The grant will support a program focused on environmental justice and community engaged learning

Environmental Humanities

June 29, 2020 – The University of Utah has been awarded an Andrew W. Mellon Foundation grant to support the Environmental Humanities Graduate Program focused on environmental justice and community engaged learning. The three-year grant provides $600,000 to fund graduate fellowships, create leadership pathways for students from underrepresented groups, collaborate with communities directly affected by climate change and environmental racism and work closely with grassroots leaders.

The Mellon Foundation is the nation’s premiere funder for humanities education with a mission to support exemplary and inspiring institutions of higher education. As a leader in the field, the U’s program trains its students to solve environmental problems using the tools of the humanities.

“The Mellon Foundation’s generous support will empower us to expand our reach, multiply our impact and learn from communities affected by environmental change,” said Jeffrey McCarthy, director of the program. “This exciting opportunity underlines the U’s prominence in American higher education and shows how the humanities connect rigorous scholarship to problem solving for the broader good.”

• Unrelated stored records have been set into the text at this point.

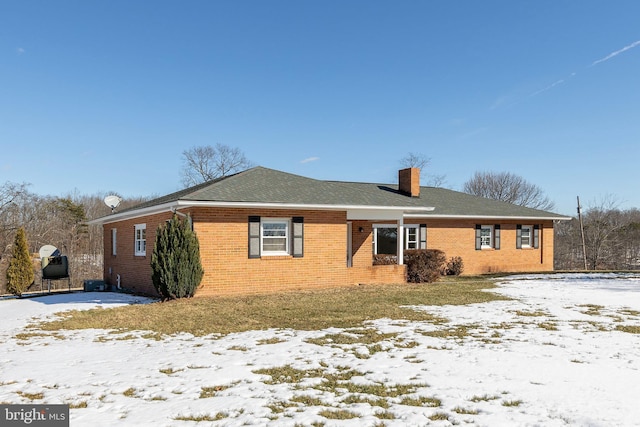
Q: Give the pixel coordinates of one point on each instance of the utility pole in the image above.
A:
(584, 247)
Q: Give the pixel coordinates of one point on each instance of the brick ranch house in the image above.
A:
(265, 230)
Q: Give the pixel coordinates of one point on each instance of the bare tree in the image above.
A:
(508, 187)
(420, 161)
(201, 164)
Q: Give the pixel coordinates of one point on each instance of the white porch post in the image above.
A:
(401, 241)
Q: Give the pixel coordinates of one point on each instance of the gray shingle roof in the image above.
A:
(262, 185)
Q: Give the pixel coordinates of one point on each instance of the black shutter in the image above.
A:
(423, 236)
(298, 236)
(254, 237)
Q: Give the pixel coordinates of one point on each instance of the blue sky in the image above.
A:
(104, 96)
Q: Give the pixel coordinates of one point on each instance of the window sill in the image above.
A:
(275, 257)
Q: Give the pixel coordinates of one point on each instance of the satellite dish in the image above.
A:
(112, 201)
(48, 250)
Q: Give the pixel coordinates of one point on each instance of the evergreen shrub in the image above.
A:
(20, 274)
(175, 260)
(454, 267)
(424, 265)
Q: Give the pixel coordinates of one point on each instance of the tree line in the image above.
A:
(611, 236)
(60, 221)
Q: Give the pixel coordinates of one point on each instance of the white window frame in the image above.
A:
(406, 240)
(286, 237)
(488, 245)
(529, 236)
(114, 241)
(140, 240)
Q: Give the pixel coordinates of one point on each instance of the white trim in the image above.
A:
(491, 236)
(349, 244)
(491, 217)
(354, 212)
(287, 236)
(530, 236)
(143, 250)
(114, 241)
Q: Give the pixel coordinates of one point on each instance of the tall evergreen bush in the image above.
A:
(20, 274)
(424, 265)
(175, 260)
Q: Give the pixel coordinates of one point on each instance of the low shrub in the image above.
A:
(424, 265)
(384, 259)
(454, 266)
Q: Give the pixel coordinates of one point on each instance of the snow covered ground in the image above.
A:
(566, 351)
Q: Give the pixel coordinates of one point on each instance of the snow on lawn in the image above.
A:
(565, 351)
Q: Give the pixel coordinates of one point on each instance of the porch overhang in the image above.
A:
(385, 214)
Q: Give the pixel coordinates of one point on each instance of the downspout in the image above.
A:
(401, 241)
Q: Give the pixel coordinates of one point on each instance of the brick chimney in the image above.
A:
(409, 181)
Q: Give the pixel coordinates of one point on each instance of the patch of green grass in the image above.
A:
(288, 374)
(548, 326)
(631, 329)
(170, 371)
(382, 390)
(483, 398)
(629, 312)
(592, 309)
(279, 406)
(206, 392)
(130, 392)
(346, 307)
(274, 340)
(465, 411)
(78, 405)
(308, 400)
(203, 417)
(354, 399)
(439, 416)
(537, 313)
(238, 348)
(24, 336)
(430, 402)
(31, 396)
(339, 414)
(385, 415)
(352, 336)
(459, 332)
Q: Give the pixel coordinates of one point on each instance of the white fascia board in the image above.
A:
(151, 210)
(354, 212)
(491, 217)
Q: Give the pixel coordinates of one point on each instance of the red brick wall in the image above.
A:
(223, 237)
(134, 271)
(457, 238)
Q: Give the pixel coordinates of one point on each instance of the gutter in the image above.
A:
(356, 211)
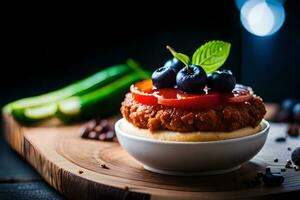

Mellon support will also help the program build an inclusive, community-based environmental movement. The fellows in the program will affirm indigenous voices, foreground social justice and empower communities at the frontlines of environmental degradation. “Achieving environmental justice is important in a world afflicted by climate change, resource depletion, rising sea-levels, income inequality, racial tension and polluted neighborhoods. Underrepresented communities are disproportionately affected by these impacts and are rarely included in conversations about environmental conservation because their voices aren’t commonly heard, their ideas are often marginalized, and few structures exist to build environmental justice leaders closely connected to the very communities needing solutions. The environmental humanities is an emerging field well-positioned to address these urgent matters,” said McCarthy.

Established in 2005, the Environmental Humanities Program lives in the U’s College of Humanities and draws its faculty from departments including philosophy, communications, languages and English. The program has built stable and deep campus partnerships with contributing faculty from the Law School, Social and Behavioral Sciences and the university’s new School for Cultural and Social Transformation.